Quinn looked like a man caught in crossfire.
I slapped a hand to my hip, strangely pissed at his very elitist phobia.
“Oh, man.” He sighed. “Let’s just say I have an issue with my life being on display for the entertainment of others. And sure, you can say we invited it by courting fame, but in our particular case, we didn’t… I didn’t. Notoriety was thrust on us by a serial killer who picked the wrong victim. You don’t know what it’s been like for me to grow up with a lens always trained on me—with people looking in through these bars and oohing and ahhing as I ran past like I was some zoo animal. Maybe it would have been easier had I not been raised to fear strangers.”

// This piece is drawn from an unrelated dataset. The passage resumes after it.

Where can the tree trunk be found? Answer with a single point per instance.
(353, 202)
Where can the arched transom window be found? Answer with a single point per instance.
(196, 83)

“So, why choose the exact same path for yourself, Quinn? If you think you’re going to escape the lens now, you’re crazy. You’re everywhere, and it’s only going to get worse. You’ll never live a normal life.”
“And that’s my choice. Look, I’m not disputing that most celebrities need this attention to stay relevant. Probably most even crave it. But when I was a kid, I didn’t choose it. Nor did my siblings or my parents. Hell, Jake didn’t either. So, yeah, I have some weird hang-ups about your profession. But I can work through them”—he paused to flash me a killer-watt smile—“for you.”
The idea that I’d played a part in his misery growing up bothered me. The McKallisters really were victims of circumstance.